The tangential way in which the three women’s lives are linked — first via an earthquake, later by occasionally being in the same location, but never meeting — is one of the movie’s delights, especially at a time when criss-crossing has become an over-used device. Film cuts back and forth in a seamless way, the whole shebang united by the theme of all of them looking for something that in the end turns out to merely a way of better knowing themselves.
Pic’s original cut, by ace Taiwanese editor Liao Ching-sung, was around 140 minutes, and some background and emotional depth has clearly been lost in the half-hour left on the cutting-room floor. The exact nature of Xiang’s relationships is initially difficult to work out, and more moments of individual calm (at which Liu, especially, excels) would have helped, particularly in the first half. Ironically, at its final length, film could do with about five minutes of further trimming, reducing the scenes of the two songbirds’ girlish bonding.
Chang, who’s actually 50 but looks 10 years younger, ends up with the lion’s role as Lily, a warmly comedic performance that’s refreshingly free of self-pity. In their scenes together, Chang and Leung show an effortless chemistry.
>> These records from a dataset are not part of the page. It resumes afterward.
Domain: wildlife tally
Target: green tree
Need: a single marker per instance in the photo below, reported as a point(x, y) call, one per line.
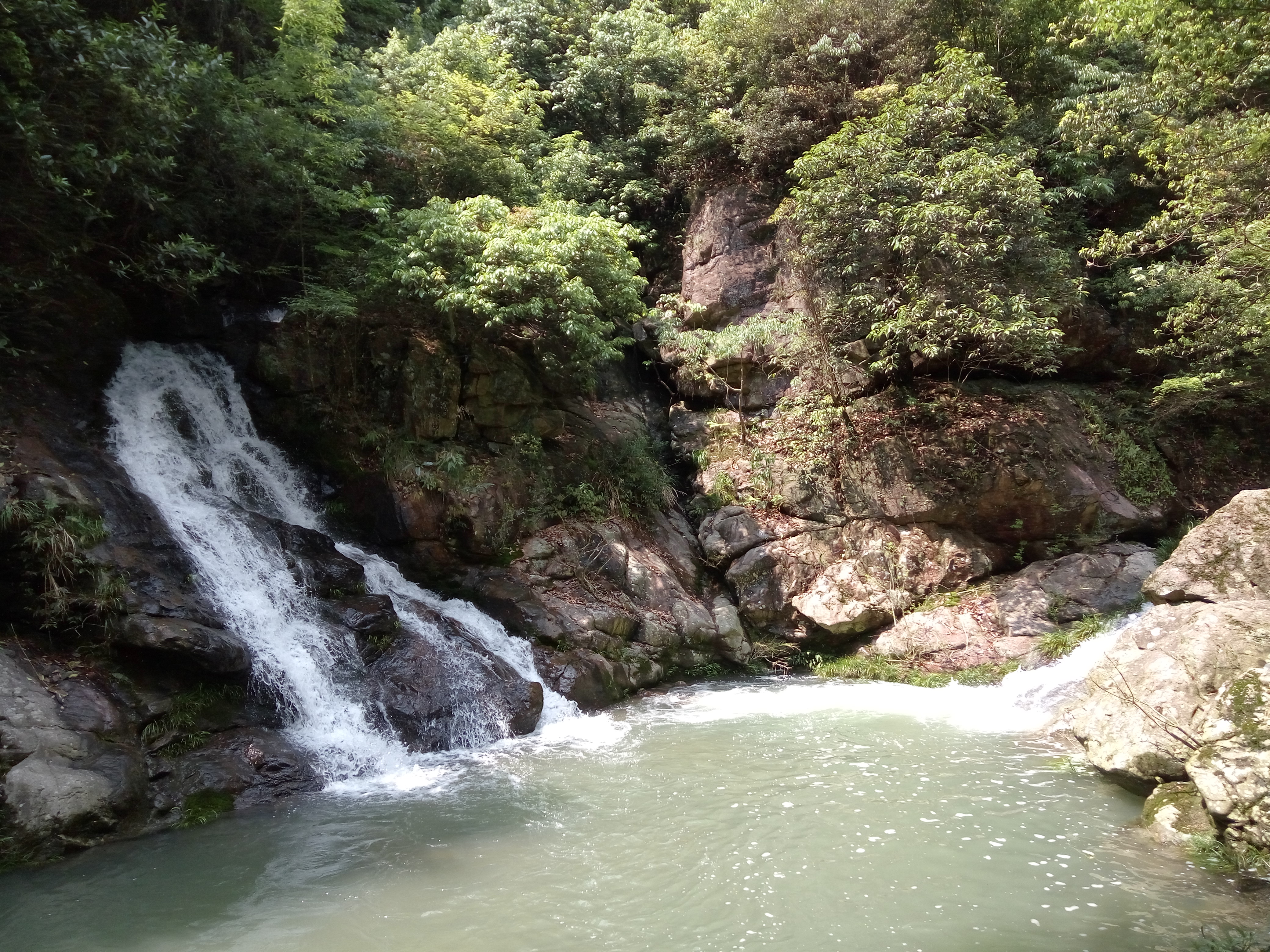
point(553, 279)
point(930, 232)
point(1178, 89)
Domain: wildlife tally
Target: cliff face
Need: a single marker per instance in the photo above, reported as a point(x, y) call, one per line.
point(1181, 696)
point(830, 525)
point(663, 524)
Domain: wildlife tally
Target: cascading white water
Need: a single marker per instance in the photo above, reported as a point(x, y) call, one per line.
point(185, 436)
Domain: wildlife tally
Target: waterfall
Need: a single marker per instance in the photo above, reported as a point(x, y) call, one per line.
point(185, 436)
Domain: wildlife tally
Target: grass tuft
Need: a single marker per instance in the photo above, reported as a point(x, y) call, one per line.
point(1230, 941)
point(1062, 643)
point(898, 671)
point(1231, 859)
point(200, 809)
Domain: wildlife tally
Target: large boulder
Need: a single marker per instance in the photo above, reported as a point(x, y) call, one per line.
point(313, 558)
point(851, 579)
point(439, 688)
point(731, 532)
point(1175, 813)
point(1226, 558)
point(1232, 768)
point(1053, 592)
point(731, 265)
point(1001, 620)
point(1151, 699)
point(63, 780)
point(251, 765)
point(211, 649)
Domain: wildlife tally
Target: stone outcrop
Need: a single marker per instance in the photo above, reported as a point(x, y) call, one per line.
point(65, 782)
point(1050, 593)
point(853, 579)
point(1174, 813)
point(1154, 694)
point(1181, 699)
point(731, 262)
point(1224, 559)
point(1000, 621)
point(615, 606)
point(426, 686)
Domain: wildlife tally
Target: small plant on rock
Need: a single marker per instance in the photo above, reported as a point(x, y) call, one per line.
point(200, 809)
point(1060, 644)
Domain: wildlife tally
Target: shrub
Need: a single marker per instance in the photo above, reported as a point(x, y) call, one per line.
point(933, 233)
point(1060, 644)
point(65, 587)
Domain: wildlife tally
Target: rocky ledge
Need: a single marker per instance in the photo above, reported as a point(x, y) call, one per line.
point(1179, 704)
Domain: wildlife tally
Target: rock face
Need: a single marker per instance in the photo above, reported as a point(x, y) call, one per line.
point(851, 579)
point(63, 782)
point(255, 766)
point(1174, 813)
point(1151, 697)
point(1232, 767)
point(1183, 695)
point(1046, 594)
point(1000, 621)
point(426, 688)
point(1227, 558)
point(729, 256)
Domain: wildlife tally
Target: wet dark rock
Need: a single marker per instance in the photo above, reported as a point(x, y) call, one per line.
point(368, 615)
point(426, 687)
point(587, 678)
point(314, 559)
point(253, 765)
point(211, 649)
point(1053, 592)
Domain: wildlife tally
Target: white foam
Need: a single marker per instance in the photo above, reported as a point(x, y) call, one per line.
point(1024, 702)
point(185, 436)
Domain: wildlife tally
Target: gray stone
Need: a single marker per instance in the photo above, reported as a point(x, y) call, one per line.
point(1044, 594)
point(1226, 558)
point(253, 765)
point(31, 719)
point(1175, 813)
point(212, 649)
point(48, 795)
point(851, 581)
point(731, 532)
point(1148, 700)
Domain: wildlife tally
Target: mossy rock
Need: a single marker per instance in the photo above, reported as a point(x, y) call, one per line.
point(1174, 813)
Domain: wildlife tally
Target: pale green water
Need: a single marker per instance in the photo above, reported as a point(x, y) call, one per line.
point(787, 817)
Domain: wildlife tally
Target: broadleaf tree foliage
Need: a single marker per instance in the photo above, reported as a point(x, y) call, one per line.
point(964, 179)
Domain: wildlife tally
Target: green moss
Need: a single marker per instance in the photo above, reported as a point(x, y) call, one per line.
point(180, 724)
point(202, 808)
point(1215, 940)
point(903, 672)
point(1060, 644)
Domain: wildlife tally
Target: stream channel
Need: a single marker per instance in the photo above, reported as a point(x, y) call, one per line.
point(767, 814)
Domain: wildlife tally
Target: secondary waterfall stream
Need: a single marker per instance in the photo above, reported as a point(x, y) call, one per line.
point(185, 436)
point(749, 813)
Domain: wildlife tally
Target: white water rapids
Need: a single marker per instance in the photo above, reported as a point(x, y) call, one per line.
point(185, 436)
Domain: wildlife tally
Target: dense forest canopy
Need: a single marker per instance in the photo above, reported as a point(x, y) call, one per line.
point(966, 177)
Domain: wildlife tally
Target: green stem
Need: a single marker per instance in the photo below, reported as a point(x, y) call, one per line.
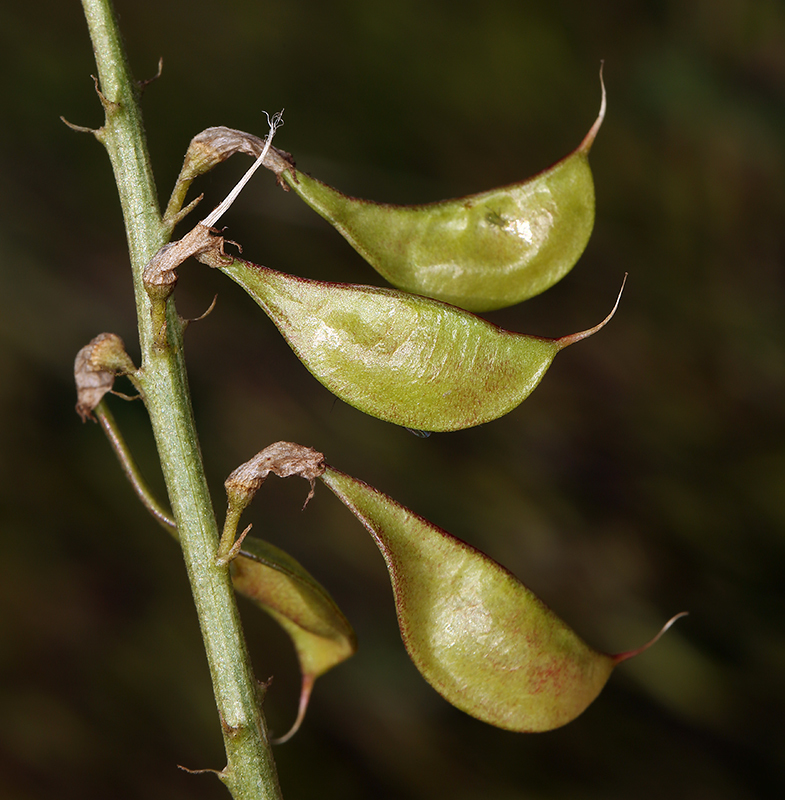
point(107, 422)
point(250, 772)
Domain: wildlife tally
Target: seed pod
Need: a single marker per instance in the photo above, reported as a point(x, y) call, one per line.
point(279, 585)
point(480, 252)
point(480, 637)
point(406, 359)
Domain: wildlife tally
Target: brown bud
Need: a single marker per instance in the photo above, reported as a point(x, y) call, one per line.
point(95, 368)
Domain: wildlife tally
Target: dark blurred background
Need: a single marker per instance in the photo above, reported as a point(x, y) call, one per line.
point(644, 477)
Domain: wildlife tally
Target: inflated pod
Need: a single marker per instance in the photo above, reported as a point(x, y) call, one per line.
point(480, 637)
point(480, 252)
point(406, 359)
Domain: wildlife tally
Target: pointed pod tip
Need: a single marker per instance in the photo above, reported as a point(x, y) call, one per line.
point(566, 341)
point(619, 657)
point(305, 697)
point(588, 140)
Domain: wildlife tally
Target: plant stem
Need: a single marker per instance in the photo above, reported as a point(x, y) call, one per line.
point(250, 772)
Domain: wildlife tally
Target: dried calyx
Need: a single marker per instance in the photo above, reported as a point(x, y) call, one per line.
point(95, 368)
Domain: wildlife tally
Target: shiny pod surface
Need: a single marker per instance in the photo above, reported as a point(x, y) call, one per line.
point(406, 359)
point(480, 252)
point(480, 637)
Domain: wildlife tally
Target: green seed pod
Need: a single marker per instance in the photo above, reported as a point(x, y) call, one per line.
point(279, 585)
point(480, 637)
point(406, 359)
point(480, 252)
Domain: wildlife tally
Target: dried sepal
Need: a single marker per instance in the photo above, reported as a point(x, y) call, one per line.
point(283, 459)
point(278, 584)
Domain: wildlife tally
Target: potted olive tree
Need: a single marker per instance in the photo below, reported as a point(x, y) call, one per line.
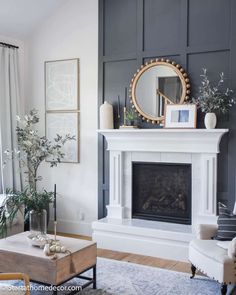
point(32, 150)
point(213, 99)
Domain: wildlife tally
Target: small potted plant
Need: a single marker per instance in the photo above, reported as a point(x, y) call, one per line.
point(213, 99)
point(32, 150)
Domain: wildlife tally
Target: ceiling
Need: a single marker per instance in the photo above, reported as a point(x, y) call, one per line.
point(18, 18)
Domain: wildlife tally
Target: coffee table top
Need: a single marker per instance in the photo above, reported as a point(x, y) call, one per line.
point(19, 244)
point(18, 255)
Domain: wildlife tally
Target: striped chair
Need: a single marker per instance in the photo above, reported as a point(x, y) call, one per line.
point(5, 289)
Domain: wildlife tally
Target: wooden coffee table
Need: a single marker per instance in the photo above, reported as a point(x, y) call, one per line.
point(17, 255)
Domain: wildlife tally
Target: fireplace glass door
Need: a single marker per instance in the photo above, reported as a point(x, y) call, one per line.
point(161, 191)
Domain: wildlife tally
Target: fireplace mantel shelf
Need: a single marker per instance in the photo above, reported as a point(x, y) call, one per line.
point(167, 140)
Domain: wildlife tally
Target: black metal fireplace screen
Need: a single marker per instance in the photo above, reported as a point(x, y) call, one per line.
point(162, 191)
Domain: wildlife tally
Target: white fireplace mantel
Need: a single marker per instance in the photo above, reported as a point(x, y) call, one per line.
point(168, 140)
point(119, 231)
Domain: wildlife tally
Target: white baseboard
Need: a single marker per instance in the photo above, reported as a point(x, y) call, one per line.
point(131, 238)
point(72, 227)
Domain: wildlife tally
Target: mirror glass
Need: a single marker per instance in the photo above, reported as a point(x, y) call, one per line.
point(157, 84)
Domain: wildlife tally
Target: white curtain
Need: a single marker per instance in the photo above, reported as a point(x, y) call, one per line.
point(9, 108)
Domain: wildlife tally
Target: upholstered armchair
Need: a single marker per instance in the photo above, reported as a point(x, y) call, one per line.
point(216, 262)
point(5, 289)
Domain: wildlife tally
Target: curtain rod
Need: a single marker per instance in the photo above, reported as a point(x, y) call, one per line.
point(8, 45)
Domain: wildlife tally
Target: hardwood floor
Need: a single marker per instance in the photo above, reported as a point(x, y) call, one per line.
point(139, 259)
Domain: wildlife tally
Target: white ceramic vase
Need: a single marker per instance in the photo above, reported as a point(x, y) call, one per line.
point(106, 116)
point(210, 120)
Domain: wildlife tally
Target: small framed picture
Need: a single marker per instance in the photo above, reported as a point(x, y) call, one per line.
point(62, 85)
point(62, 124)
point(180, 116)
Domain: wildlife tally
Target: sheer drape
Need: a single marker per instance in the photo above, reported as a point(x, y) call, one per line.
point(9, 108)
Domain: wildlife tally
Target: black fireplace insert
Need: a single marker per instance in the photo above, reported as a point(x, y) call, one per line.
point(161, 191)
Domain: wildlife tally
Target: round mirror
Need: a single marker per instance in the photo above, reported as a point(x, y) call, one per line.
point(156, 84)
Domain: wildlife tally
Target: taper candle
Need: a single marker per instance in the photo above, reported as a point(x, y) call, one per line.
point(118, 111)
point(125, 97)
point(55, 202)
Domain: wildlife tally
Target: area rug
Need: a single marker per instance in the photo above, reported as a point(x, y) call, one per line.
point(124, 278)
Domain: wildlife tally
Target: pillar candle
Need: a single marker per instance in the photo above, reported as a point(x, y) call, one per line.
point(106, 116)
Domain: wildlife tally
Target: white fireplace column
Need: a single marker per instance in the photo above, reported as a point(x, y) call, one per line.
point(115, 208)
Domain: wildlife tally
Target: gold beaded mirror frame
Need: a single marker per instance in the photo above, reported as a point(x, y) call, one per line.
point(155, 84)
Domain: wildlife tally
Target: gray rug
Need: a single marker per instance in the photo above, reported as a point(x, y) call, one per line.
point(124, 278)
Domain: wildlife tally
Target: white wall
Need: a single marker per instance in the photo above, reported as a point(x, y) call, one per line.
point(21, 51)
point(71, 32)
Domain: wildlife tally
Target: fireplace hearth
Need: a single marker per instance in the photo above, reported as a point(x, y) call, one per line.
point(161, 191)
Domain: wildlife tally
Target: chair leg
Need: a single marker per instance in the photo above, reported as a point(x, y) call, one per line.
point(193, 269)
point(223, 289)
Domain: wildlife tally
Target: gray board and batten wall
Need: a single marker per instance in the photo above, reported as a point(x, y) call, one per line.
point(196, 34)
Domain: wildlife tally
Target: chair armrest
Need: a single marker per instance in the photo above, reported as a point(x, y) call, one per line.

Liu’s role, halfway between klutz and dreamer, is the least well-defined, with the actress (“Siao Yu,” “The Personals”) often playing against her usual quieter screen persona. Lee (“Princess-D,” “The Eye”), who’s actually Malaysian born like her character, comes into her own in the latter stages, in a touching friendship with Yeung’s wannabe that has a heart-stopping moment at the very end.
Despite being shot during last summer’s SARS scare, the movie is utterly classy on the tech side. Unlike most Taiwanese films, this is closer to the real Taipei, a vigorous, positive city of functioning individuals, lusciously lensed by Chen Hsiang and enhanced by Hong Kong p.d. Man Lim-chung. For the record, pic’s title is “20:30:40” on publicity material but sans colons on actual print.